A five-year-old boy woke screaming in terror when a fox got into his bedroom, only streets from where two babies were mauled in their cots last year.This child wasn’t ‘mauled’, not that the screaming headlines don’t lead you to believe that…
Mrs Rook, a headteacher at Lawdale Junior School, said the animal crept into Marius's bedroom on the third floor of her Victoria Park Road home in the early hours last week.And how did it get in, all the way up to the third floor? Well, blame that far more invasive urban nuisance...
Mrs Rook rushed to her son when she heard him crying and complaining about a pain in his ear.
She said: "I thought he had just had a bad dream but then the fox started across the bedroom."
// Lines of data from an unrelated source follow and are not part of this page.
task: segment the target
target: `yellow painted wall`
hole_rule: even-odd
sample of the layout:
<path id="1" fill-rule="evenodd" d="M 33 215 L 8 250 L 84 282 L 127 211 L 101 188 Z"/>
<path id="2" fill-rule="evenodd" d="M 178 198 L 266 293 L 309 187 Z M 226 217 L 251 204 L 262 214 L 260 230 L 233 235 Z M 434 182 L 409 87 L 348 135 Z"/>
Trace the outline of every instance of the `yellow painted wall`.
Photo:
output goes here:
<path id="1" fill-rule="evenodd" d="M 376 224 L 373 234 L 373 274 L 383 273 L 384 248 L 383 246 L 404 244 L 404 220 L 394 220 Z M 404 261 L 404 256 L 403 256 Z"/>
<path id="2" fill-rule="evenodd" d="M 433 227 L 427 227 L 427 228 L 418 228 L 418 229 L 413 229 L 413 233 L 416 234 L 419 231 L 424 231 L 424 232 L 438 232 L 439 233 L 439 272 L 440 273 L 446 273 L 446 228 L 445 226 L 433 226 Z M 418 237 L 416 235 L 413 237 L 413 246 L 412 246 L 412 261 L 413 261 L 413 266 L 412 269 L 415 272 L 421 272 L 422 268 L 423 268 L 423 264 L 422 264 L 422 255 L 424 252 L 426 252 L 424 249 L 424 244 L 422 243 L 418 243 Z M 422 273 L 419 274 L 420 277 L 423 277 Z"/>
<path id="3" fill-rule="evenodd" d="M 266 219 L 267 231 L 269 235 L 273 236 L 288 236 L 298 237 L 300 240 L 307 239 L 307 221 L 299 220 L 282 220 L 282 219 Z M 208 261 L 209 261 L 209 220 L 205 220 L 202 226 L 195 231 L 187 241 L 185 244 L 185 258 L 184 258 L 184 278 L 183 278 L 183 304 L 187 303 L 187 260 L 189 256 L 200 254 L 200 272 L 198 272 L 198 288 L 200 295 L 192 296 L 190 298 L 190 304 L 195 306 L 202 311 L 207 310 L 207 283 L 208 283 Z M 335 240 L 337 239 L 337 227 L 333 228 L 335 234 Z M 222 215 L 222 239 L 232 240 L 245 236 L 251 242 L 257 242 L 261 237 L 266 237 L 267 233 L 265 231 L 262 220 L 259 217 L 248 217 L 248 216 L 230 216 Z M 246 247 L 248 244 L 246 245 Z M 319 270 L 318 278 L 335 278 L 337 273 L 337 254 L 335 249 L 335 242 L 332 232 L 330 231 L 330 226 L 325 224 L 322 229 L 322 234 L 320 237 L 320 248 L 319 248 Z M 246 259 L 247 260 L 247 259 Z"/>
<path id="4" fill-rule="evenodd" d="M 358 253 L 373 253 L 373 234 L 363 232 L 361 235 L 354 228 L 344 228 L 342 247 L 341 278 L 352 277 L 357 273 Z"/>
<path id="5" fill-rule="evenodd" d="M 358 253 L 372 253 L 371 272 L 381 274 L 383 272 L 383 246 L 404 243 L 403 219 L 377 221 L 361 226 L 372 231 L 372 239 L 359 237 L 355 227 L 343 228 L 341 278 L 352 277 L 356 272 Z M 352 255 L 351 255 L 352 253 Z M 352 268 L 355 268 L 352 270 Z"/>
It is believed the fox got in after burglars broke into the family home and left a window open after making off with thousands of pounds of goods.And she's not worried about that? Maybe the fox was the burglar?!?
Mrs Rook said police used a noose to drag the animal into their garden, and let it go.And what about the burglar? Personally, I'd rather see them taking the Big Sleep!
She said: "It is very scary to think what it was trying to do," adding she wanted the fox to be killed.
Councillor Feryal Demirci, cabinet member for neighbourhoods, said: "We understand that this must have been distressing for the family and that some residents are concerned. But all the expert advice we have suggests that incidents involving foxes are incredibly rare."Well, quite. Unlike, say, burglary.
A Met Police spokesman said they had received no reports of a fox attack.So the officers who noosed it and set it free didn’t report it? Or were they not actually police at all?